152 - Meg - délivrée je suis
Ça ferait une belle histoire. Dommage que je n’écris plus. Je passe dans le couloir, la porte du bureau est ouverte, la machine a écrire trône sur son bureau et me nargue. Il n’y a pas de chaise. Je n’écris que assise. Alors je continue mon chemin et la porte claque derrière moi. Le bureau s’est fermé tout seul. Ou bien est-ce moi ? Je regarde ma montre. Tout va bien. Je suis ici et maintenant. Il est l’heure de faire jouir Pauline.

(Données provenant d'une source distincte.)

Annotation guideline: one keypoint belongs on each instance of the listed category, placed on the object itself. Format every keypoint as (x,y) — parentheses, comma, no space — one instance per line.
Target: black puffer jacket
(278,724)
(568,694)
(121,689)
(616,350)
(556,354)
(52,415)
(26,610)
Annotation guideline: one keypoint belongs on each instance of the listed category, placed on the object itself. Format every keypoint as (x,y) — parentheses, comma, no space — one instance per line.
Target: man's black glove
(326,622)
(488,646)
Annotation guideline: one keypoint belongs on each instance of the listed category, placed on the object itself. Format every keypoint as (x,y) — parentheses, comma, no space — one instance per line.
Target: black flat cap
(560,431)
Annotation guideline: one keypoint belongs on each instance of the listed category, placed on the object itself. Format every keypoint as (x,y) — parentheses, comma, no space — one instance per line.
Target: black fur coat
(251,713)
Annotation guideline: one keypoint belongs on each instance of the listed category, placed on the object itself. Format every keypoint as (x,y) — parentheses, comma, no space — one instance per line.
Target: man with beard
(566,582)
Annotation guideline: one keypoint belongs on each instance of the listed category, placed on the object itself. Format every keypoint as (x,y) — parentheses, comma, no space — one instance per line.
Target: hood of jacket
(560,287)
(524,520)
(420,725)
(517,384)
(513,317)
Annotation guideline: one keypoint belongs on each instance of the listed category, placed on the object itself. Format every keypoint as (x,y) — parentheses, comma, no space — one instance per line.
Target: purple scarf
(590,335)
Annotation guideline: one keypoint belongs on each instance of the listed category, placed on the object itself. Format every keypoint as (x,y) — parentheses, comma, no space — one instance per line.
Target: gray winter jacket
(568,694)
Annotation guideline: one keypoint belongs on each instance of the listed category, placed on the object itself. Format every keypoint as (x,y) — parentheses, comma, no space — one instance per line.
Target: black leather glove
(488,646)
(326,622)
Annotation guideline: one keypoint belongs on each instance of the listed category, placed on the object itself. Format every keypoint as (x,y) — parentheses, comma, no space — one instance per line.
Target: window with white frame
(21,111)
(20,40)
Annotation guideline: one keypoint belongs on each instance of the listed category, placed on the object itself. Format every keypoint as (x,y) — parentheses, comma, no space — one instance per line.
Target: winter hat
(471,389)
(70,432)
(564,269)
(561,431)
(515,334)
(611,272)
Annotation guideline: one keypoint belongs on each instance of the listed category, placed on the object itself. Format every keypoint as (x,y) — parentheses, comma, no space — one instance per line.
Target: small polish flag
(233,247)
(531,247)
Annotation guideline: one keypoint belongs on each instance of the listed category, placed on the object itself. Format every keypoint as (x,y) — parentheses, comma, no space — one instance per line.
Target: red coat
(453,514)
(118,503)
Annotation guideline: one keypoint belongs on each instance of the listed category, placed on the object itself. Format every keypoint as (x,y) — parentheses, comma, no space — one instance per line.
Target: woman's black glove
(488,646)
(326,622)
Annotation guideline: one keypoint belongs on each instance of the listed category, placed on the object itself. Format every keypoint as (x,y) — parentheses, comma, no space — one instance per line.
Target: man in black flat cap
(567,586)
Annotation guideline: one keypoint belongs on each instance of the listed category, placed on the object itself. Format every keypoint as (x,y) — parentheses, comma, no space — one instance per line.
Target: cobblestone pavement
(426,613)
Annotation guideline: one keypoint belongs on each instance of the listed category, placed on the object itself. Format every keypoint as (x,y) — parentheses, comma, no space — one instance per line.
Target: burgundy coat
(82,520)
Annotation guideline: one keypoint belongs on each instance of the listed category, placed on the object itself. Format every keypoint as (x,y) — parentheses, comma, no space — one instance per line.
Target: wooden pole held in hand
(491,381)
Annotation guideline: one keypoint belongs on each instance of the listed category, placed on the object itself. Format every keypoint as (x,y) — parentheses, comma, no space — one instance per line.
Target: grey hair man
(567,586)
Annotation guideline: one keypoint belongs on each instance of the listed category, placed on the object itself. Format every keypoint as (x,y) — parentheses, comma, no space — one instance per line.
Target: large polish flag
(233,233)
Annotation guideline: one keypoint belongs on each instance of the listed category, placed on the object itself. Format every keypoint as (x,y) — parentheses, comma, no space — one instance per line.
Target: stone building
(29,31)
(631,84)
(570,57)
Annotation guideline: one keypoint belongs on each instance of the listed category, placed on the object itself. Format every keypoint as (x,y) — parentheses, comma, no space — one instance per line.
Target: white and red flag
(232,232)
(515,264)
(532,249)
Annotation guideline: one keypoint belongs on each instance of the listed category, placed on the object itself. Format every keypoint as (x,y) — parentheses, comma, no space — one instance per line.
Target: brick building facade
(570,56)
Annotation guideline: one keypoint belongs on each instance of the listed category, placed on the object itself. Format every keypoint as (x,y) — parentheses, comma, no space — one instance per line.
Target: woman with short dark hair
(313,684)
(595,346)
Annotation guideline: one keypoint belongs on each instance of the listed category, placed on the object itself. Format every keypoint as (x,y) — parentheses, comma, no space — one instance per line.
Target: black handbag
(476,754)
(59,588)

- Arrête, tu griffes et tu es toute froide. C’est plus comme avant. Tu fais pareil avec Estelle ?
- Elle et moi on ne se touche pas. Pas l’une l’autre je veux dire. Elle est d’un genre… nouveau. Je ne risque pas de te tromper. Et il n’y a que toi qui puisse me faire …
De mes mots elle passe aux actes et je la sens tout entière entrer en moi. Je succombe, je me réchauffe, je m’endors, toute la nuit. C’est ma montre qui me réveille, dès l’aube, avant le lever du soleil, quand le ciel prend une couleur prometteuse et grandissante pour annoncer l’étoile qui va montrer et briller dans mon cœur que Estelle écoute à ma visite médicale quotidienne au CMS où elle officie désormais.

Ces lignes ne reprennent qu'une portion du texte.